EDEN PRAIRIE, Minn. -- There's little question that the branding of produce has helped revitalize the former commodity department by giving it a fresh identity. Today, retailers are cashing in on the increased value represented by national, local and store brands.
But this progress comes with a price: As branding in produce gains momentum and market share, and supermarkets leverage brands' value to maximize profits, the stakes are also rapidly increasing. Retailers and grower-shippers are finding it necessary to take additional steps to protect both the physical product and the value of the label.
"The message we're getting from the buying community is that they're looking for assurances of safer foods, and we're just following through on what they're asking," said Richard Holmes, director of commodity management for C.H. Robinson Worldwide, based here.
The distributor joins a growing number of purveyors who are investing in additional safeguards designed to reassure the customer -- in this case, the retailer -- that the fruits and vegetables they are selling come from farms that adhere to accepted industry safety standards.
In this case, C.H. Robinson recently entered into a contract with Scientific Certification Systems, a third-party certifying agent based in Oakland, Calif., to assess the company's co-packers.
The distributor currently markets several high-profile name brands that could be severely damaged by any adverse publicity, including The Fresh 1, Mott's, Welch's and Eco Terra, to more than 50 retail chains around the country.
"We think that [the assessments] add more value," explained Holmes.
The assessment process is already in full gear. SCS has sent questionnaires to all of C.H. Robinson's co-packers, said Eric Engbeck, director of agricultural-certification programs for SCS. The questionnaires address every aspect of the growing and shipping procedure, in an effort to determine risk exposure.
He said the results of the study, supplemented by SCS's recommendations, will allow C.H. Robinson to determine whether on-site verification is necessary.
"They can target their efforts at those highest-risk areas," he said. "We're going to suggest on-site audits to make sure it really is as bad or as good as it appears on paper."
Through the on-site visits, C.H. Robinson can further evaluate each packer's facilities and handling practices. He said that SCS is one of three auditors performing similar examinations for Safeway, Pleasanton, Calif., the first national retailer to require audits for produce suppliers [see Safeway Plan Pushes Safe-Produce Auditors, SN 4/12/99].

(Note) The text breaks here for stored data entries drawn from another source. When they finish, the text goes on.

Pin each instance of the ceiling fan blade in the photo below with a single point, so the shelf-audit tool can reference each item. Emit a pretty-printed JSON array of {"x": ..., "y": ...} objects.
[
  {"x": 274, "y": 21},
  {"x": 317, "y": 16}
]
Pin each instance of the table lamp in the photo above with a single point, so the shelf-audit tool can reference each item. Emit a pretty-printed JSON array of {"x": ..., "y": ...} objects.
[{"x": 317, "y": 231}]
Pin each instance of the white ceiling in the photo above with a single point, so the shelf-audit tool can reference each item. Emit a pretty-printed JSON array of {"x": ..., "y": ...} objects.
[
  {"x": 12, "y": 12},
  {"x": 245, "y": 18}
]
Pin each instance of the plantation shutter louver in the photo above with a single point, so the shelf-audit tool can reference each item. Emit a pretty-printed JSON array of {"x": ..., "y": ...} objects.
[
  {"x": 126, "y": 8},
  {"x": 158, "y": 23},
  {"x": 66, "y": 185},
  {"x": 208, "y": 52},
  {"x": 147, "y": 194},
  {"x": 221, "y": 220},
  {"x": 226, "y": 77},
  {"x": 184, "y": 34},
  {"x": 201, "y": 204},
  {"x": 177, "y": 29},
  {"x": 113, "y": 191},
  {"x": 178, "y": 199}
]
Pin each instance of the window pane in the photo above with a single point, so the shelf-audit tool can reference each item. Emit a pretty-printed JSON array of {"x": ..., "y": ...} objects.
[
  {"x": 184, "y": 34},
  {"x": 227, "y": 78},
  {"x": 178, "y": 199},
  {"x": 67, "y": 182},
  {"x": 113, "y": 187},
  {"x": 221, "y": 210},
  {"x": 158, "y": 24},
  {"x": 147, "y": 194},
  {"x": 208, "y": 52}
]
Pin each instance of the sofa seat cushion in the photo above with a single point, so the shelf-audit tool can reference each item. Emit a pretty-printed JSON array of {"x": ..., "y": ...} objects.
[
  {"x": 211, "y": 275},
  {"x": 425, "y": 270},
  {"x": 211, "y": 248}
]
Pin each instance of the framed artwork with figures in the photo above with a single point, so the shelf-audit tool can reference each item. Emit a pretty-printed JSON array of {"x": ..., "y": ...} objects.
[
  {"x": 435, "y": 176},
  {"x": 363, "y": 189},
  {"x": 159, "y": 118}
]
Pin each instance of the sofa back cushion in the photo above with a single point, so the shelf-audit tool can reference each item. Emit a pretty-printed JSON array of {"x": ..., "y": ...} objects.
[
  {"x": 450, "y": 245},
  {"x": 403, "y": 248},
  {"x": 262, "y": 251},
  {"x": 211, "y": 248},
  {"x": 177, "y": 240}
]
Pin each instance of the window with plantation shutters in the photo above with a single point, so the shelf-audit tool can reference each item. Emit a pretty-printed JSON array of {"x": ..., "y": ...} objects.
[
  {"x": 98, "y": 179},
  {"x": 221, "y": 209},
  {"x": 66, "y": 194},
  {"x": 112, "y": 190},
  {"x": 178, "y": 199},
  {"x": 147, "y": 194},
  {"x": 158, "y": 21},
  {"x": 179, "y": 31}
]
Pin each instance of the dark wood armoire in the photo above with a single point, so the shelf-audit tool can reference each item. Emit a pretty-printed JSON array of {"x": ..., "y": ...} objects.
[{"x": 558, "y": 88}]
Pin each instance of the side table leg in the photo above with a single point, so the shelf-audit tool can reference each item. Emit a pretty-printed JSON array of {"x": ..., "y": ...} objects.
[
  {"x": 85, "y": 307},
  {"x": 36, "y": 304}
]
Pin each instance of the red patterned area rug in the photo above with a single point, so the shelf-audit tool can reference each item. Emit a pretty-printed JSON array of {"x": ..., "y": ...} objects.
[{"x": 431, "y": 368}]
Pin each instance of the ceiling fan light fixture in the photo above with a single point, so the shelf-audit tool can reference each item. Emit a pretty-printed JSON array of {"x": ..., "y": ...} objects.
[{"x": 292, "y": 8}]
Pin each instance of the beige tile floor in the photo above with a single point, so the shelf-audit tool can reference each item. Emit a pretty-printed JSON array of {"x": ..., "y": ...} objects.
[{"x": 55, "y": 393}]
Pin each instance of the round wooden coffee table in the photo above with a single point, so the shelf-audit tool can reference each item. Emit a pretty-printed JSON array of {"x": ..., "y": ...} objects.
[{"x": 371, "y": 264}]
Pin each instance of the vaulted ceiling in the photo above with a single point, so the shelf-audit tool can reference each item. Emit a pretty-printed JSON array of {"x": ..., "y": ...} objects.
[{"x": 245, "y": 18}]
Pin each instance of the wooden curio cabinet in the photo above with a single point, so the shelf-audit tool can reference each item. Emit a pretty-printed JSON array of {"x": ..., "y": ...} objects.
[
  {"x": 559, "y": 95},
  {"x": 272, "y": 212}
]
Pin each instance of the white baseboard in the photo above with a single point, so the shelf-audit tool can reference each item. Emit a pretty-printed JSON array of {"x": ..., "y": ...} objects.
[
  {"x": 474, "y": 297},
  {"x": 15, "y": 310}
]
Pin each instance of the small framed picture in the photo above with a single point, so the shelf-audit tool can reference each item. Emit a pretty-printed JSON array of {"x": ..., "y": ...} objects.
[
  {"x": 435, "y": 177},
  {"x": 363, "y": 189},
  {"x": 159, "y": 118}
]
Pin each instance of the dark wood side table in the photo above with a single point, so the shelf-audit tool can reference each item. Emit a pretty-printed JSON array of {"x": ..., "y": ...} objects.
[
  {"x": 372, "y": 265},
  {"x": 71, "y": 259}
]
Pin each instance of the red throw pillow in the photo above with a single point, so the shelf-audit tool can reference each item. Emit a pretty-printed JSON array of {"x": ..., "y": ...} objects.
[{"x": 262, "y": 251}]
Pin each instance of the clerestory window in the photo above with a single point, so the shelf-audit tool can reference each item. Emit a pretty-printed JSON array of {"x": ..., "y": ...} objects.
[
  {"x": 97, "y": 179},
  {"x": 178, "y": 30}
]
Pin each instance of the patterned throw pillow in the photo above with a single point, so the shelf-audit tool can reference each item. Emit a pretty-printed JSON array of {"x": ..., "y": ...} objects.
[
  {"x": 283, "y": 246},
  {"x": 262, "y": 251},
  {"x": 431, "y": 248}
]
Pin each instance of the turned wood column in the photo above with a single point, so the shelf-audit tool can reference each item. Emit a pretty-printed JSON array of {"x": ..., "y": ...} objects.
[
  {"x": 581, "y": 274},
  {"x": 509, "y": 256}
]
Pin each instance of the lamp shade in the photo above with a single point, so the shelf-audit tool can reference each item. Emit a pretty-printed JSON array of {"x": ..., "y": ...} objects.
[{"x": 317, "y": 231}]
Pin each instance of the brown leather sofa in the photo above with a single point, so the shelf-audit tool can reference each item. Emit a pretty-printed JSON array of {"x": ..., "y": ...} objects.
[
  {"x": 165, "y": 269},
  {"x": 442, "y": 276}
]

The other two firms working with Safeway are Primus Laboratories, Santa Maria, Calif., and the American Baking Institute, Manhattan, Kan.

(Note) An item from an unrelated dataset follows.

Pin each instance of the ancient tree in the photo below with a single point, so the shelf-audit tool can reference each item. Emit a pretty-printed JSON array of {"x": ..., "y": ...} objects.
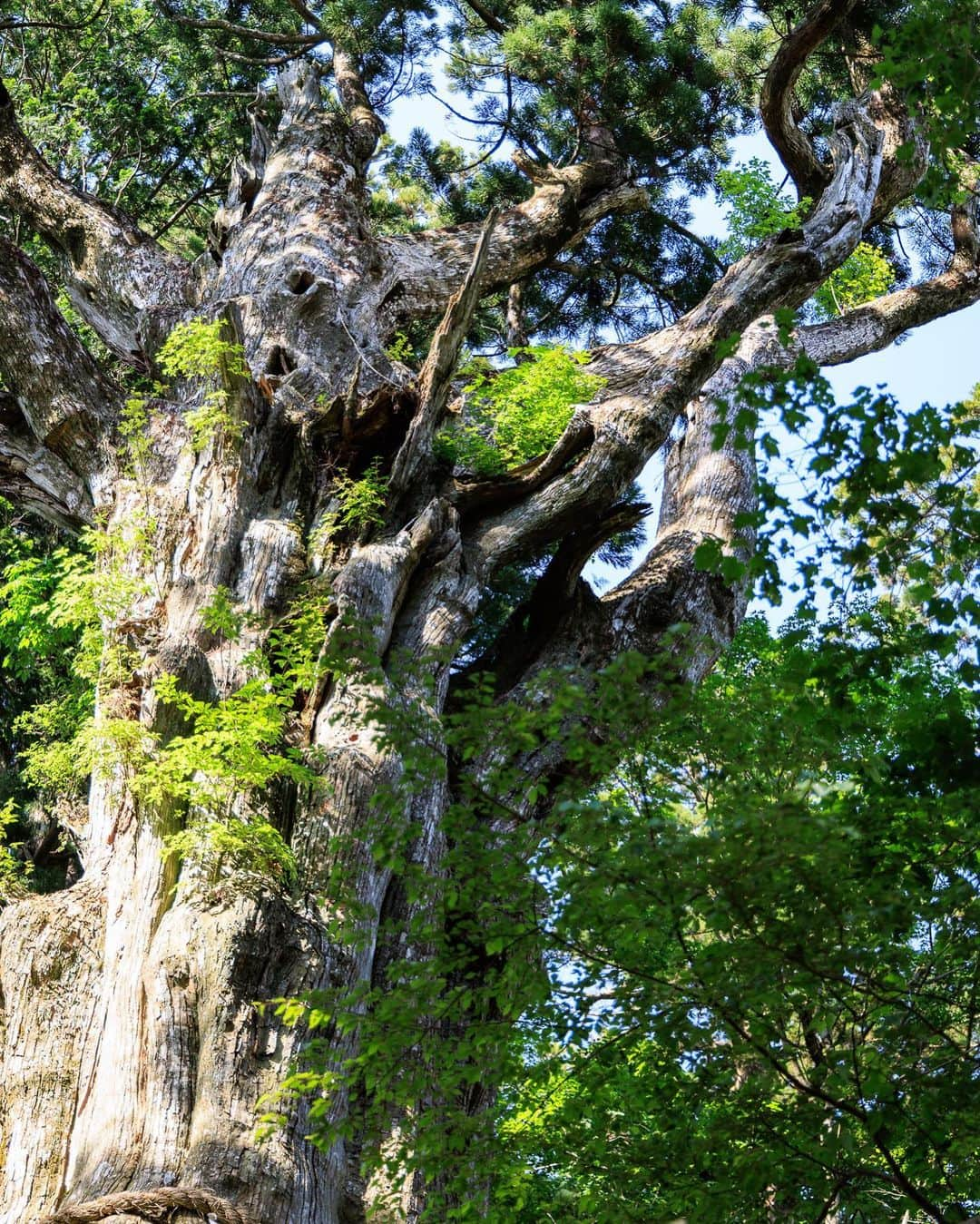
[{"x": 133, "y": 1055}]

Eventually, explained Engbeck, both Safeway and C.H. Robinson will look to adopt more comprehensive measures in the form of a certification program, for which each of their co-packers will have to qualify.

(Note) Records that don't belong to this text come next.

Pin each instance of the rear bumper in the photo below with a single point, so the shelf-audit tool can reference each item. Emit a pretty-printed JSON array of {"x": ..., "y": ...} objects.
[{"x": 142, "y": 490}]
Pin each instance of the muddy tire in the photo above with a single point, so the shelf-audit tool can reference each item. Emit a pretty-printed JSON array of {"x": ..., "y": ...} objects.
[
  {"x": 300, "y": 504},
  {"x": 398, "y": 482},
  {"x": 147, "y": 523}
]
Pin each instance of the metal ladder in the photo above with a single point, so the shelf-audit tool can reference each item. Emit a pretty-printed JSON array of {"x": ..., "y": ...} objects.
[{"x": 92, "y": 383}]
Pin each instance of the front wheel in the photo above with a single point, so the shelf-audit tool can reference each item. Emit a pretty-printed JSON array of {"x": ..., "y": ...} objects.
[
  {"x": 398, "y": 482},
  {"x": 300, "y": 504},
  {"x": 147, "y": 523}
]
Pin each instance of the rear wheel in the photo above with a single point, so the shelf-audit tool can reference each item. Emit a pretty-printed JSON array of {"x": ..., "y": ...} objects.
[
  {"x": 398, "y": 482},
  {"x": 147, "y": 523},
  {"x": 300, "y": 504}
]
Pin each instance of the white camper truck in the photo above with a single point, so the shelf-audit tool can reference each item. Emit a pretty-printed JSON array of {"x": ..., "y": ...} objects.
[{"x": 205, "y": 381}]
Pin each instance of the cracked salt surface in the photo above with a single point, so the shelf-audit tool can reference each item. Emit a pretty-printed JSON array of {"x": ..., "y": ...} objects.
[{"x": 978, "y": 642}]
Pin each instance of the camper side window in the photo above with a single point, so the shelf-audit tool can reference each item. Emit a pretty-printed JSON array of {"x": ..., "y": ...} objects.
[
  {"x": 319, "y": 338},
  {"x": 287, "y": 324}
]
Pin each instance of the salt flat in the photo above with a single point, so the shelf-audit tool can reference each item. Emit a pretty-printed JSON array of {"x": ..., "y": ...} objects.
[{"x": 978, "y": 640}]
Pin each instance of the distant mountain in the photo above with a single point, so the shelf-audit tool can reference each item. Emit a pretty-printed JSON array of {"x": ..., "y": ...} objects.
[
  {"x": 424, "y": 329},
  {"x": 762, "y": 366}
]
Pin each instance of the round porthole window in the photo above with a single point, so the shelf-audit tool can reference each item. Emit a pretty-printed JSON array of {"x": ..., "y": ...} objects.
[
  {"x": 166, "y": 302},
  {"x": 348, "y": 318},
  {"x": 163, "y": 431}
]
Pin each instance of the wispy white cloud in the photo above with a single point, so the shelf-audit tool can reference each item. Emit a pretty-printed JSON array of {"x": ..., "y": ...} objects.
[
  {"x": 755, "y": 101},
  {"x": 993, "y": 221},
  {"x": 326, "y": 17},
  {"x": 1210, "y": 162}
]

In order to become certified, a company must document all the key elements of its Food Safety Management Program, including the details of how they established the program, their sanitation operating procedures and the overall plan itself. The FSMP must detail how the company implements practices contained in the Hazard Analysis and Critical Control Point Plan.
While this process can provide a higher level of reassurance for the industry, Holmes cautioned that there is still no way to guarantee a product is 100% safe.
"I think [certified produce] implies the sense that it's safe in general," he said. "That isn't necessarily the case. You can't eliminate risk, you can only reduce it."